Madame Gaëlle Fruy soutiendra publiquement sa thèse
pour l’obtention du grade de doctorat en sciences juridiques
le jeudi 11 décembre à 16h dans la Salle des examens
La thèse s’intitule :
L’autonomie décisionnelle des consommateurs
à l’ère des technologies d’exploitation comportementale
Analyse de ses conditions d’effectivité en droits européen et belge de la consommation
Les membres du jury sont :
– Prof. et Doyen de la Faculté de droit, Nicolas Bernard, UCLouvain Saint-Louis – Bruxelles, président du jury
– Prof. Catherine Delforge, UCLouvain Saint-Louis – Bruxelles, co-promotrice et secrétaire du jury
– Prof. Alain Strowel, UCLouvain Saint-Louis – Bruxelles et UCLouvain, co-promoteur
– Prof. Anne-Christine Fornage, Université de Lausanne,évaluatrice externe
– Prof. Vincent Gautrais, Université de Montréal, membre du comité d’accompagnement
– Prof. Evelyne Terryn, KULeuven, membre du comité d’accompagnement
Résumé
Si la révolution industrielle a produit des machines dispensant les êtres humains de certains efforts physiques, la révolution numérique, accélérée par le développement des systèmes d’intelligence artificielle, permet désormais une dispense d’efforts intellectuels. La thèse part du constat que celle-ci impacte également le processus de décision de consommation. En effet, les consommateurs du 21ème siècle peuvent compter sur des objets connectés, équipés de systèmes d’intelligence artificielle, ainsi que sur des assistants virtuels pour s’informer, recevoir des recommandations d’achats, voire déléguer tout ou partie de leurs décisions de consommation.

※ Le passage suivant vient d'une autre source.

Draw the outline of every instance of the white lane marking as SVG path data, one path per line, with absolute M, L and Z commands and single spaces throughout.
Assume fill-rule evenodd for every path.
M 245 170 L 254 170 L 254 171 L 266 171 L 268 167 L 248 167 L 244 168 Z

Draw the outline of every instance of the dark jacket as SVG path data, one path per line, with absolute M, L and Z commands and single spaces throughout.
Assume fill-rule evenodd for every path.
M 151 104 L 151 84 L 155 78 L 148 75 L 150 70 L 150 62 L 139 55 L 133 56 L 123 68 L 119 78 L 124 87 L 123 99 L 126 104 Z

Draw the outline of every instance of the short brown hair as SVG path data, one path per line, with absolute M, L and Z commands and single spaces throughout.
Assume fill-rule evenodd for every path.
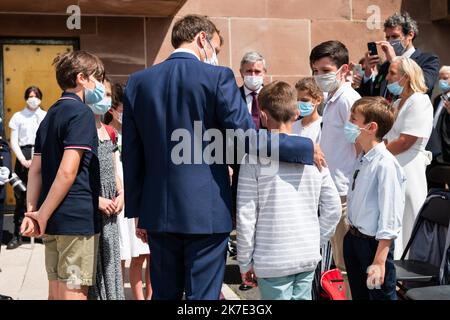
M 296 116 L 297 93 L 288 83 L 274 81 L 264 86 L 258 95 L 261 110 L 278 122 L 286 123 Z
M 77 75 L 94 76 L 99 82 L 105 78 L 105 68 L 96 55 L 86 51 L 73 51 L 58 55 L 53 60 L 56 69 L 56 80 L 61 89 L 71 89 L 77 86 Z
M 206 33 L 206 38 L 212 40 L 215 33 L 220 37 L 220 44 L 223 43 L 223 38 L 220 35 L 219 29 L 207 17 L 197 14 L 187 15 L 178 20 L 172 29 L 172 46 L 177 49 L 183 43 L 191 43 L 194 38 L 201 31 Z
M 375 122 L 378 125 L 376 137 L 379 141 L 392 129 L 395 113 L 391 104 L 383 97 L 364 97 L 355 102 L 352 112 L 359 112 L 364 123 Z
M 316 100 L 323 100 L 323 92 L 317 86 L 313 77 L 303 78 L 295 84 L 297 91 L 306 91 L 308 94 Z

La thèse suggère que cette évolution est notamment le résultat de l’exploitation du comportement humain, elle-même rendue possible grâce au développement combiné des technologies numériques émergentes ainsi que des avancées en sciences comportementales et en neurosciences. Elle s’interroge sur les conséquences d’une telle exploitation et pose la question de savoir si et comment les législations européennes et belges protègent encore effectivement la faculté des consommateurs de prendre des décisions de consommation par eux-mêmes et pour eux-mêmes.

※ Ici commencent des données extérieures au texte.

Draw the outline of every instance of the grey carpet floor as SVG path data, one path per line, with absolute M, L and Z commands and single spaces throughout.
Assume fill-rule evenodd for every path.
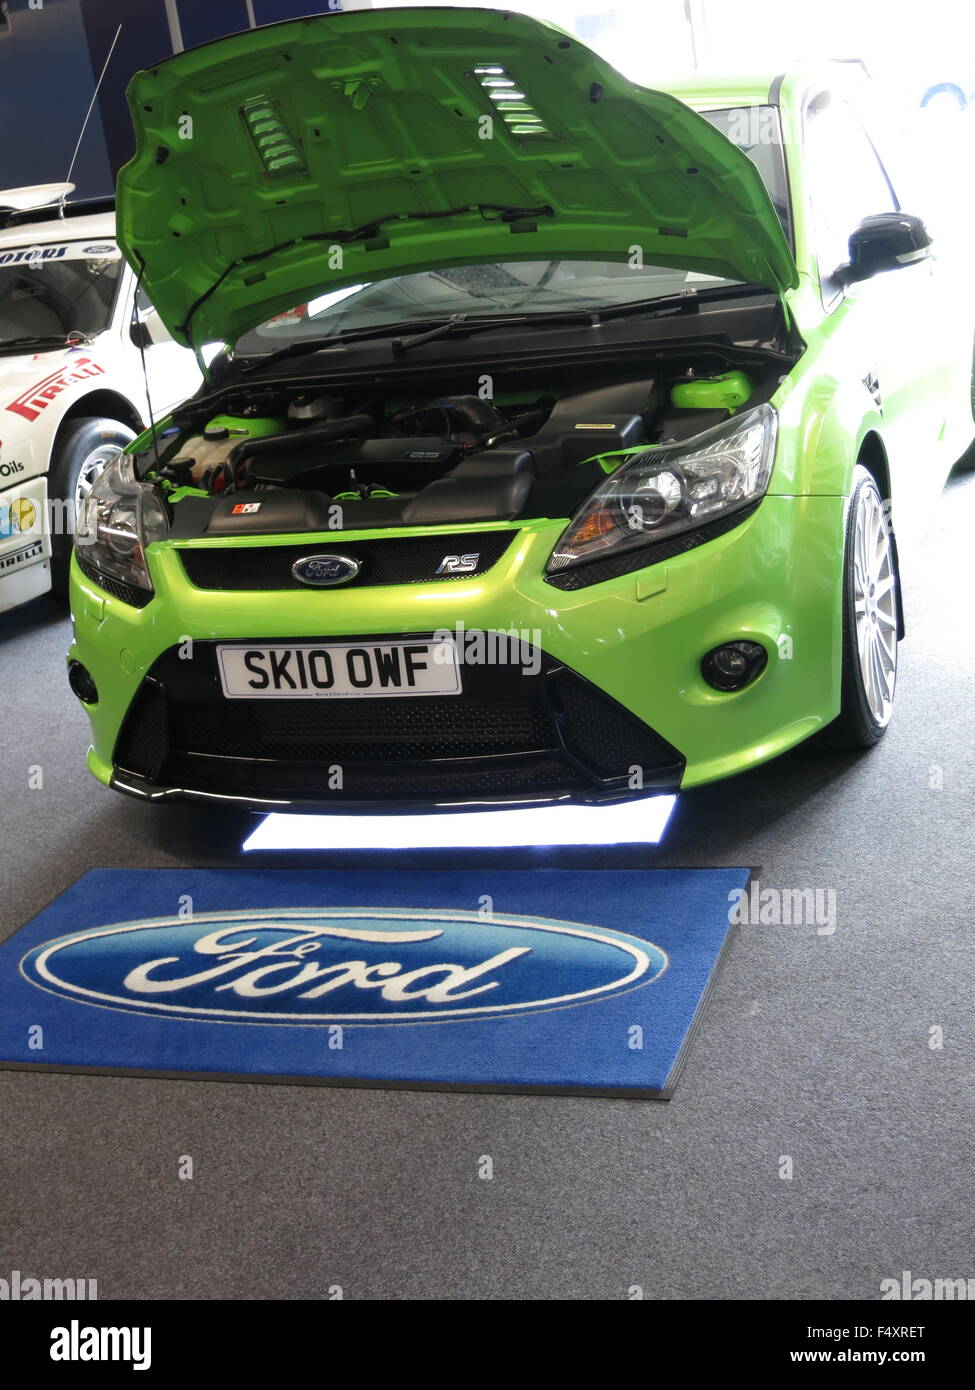
M 751 864 L 833 889 L 832 936 L 742 930 L 669 1105 L 0 1072 L 0 1275 L 194 1299 L 876 1298 L 905 1269 L 975 1276 L 973 534 L 959 476 L 869 756 L 807 747 L 687 794 L 659 849 L 386 857 Z M 88 777 L 67 641 L 44 601 L 0 617 L 0 935 L 92 866 L 239 862 L 238 818 Z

Dans cette perspective, la recherche met en évidence les insuffisances des notions classiques pour saisir les risques engendrés par les technologies d’exploitation comportementale. La thèse plaide en faveur de la réception d’un nouveau concept, celui de l’autonomie décisionnelle, qui conduit à interroger sous un angle original certaines fictions juridiques au fondement de notre système juridique, telles que la volonté et la capacité. Le concept offre également un cadre de réflexion, structurant et englobant, permettant d’appréhender de façon cohérente les enjeux contemporains de la protection des consommateurs.
Abstract
While the Industrial Revolution gave rise to machines that alleviated human physical labor, the Digital Revolution –now accelerated by the development of artificial intelligence systems–extends this relief to intellectual effort. The thesis begins by noting that this shift also affects the consumer decision-making process. Indeed, 21st-century consumers can rely on connected devices equipped with AI systems, as well as virtual assistants, to gather information, receive purchase recommendations, and even delegate part – or all – their consumption decisions.

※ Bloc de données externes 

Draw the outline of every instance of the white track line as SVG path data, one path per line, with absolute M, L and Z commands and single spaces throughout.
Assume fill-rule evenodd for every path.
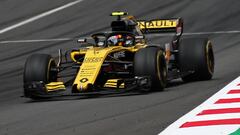
M 233 31 L 215 31 L 215 32 L 195 32 L 195 33 L 183 33 L 183 35 L 210 35 L 210 34 L 239 34 L 239 30 Z
M 23 26 L 23 25 L 25 25 L 25 24 L 28 24 L 28 23 L 30 23 L 30 22 L 36 21 L 36 20 L 38 20 L 38 19 L 40 19 L 40 18 L 46 17 L 46 16 L 48 16 L 48 15 L 51 15 L 51 14 L 53 14 L 53 13 L 56 13 L 56 12 L 58 12 L 58 11 L 60 11 L 60 10 L 65 9 L 65 8 L 71 7 L 71 6 L 73 6 L 73 5 L 75 5 L 75 4 L 79 3 L 79 2 L 82 2 L 82 1 L 83 1 L 83 0 L 76 0 L 76 1 L 70 2 L 70 3 L 68 3 L 68 4 L 65 4 L 65 5 L 63 5 L 63 6 L 60 6 L 60 7 L 54 8 L 54 9 L 52 9 L 52 10 L 46 11 L 46 12 L 44 12 L 44 13 L 41 13 L 41 14 L 39 14 L 39 15 L 37 15 L 37 16 L 31 17 L 31 18 L 29 18 L 29 19 L 27 19 L 27 20 L 24 20 L 24 21 L 22 21 L 22 22 L 19 22 L 19 23 L 17 23 L 17 24 L 14 24 L 14 25 L 12 25 L 12 26 L 9 26 L 9 27 L 7 27 L 7 28 L 4 28 L 4 29 L 0 30 L 0 34 L 3 34 L 3 33 L 5 33 L 5 32 L 8 32 L 8 31 L 13 30 L 13 29 L 18 28 L 18 27 L 21 27 L 21 26 Z
M 217 35 L 217 34 L 240 34 L 240 30 L 232 30 L 232 31 L 211 31 L 211 32 L 186 32 L 183 33 L 183 36 L 191 36 L 191 35 Z M 165 36 L 173 36 L 174 33 L 166 33 L 166 34 L 149 34 L 151 37 L 165 37 Z
M 0 44 L 10 43 L 36 43 L 36 42 L 58 42 L 58 41 L 71 41 L 73 38 L 53 38 L 53 39 L 33 39 L 33 40 L 12 40 L 12 41 L 0 41 Z
M 215 31 L 215 32 L 192 32 L 183 33 L 184 36 L 190 35 L 217 35 L 217 34 L 240 34 L 239 30 L 236 31 Z M 174 34 L 151 34 L 151 37 L 161 37 L 161 36 L 172 36 Z M 52 38 L 52 39 L 33 39 L 33 40 L 6 40 L 0 41 L 0 44 L 11 44 L 11 43 L 36 43 L 36 42 L 57 42 L 57 41 L 70 41 L 76 38 Z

The thesis argues that this evolution results in part from the exploitation of human behavior, enabled by the combined development of emerging digital technologies and advances in behavioral sciences and neuroscience. It interrogates the consequences of such exploitation and asks whether –and to what extent– European and Belgian legislations still effectively protect consumers’ ability to make consumption decisions by themselves and for themselves. From this perspective, the research highlights the shortcomings of classical legal notions in addressing the risks posed by behavioral exploitation technologies. The thesis advocates for the adoption of a new concept – decision-making autonomy– which prompts a reexamination of certain legal fictions underpinning our legal system, such as will and capacity, from an original angle. This concept also provides a structured and comprehensive framework for coherently addressing the contemporary challenges of consumer protection.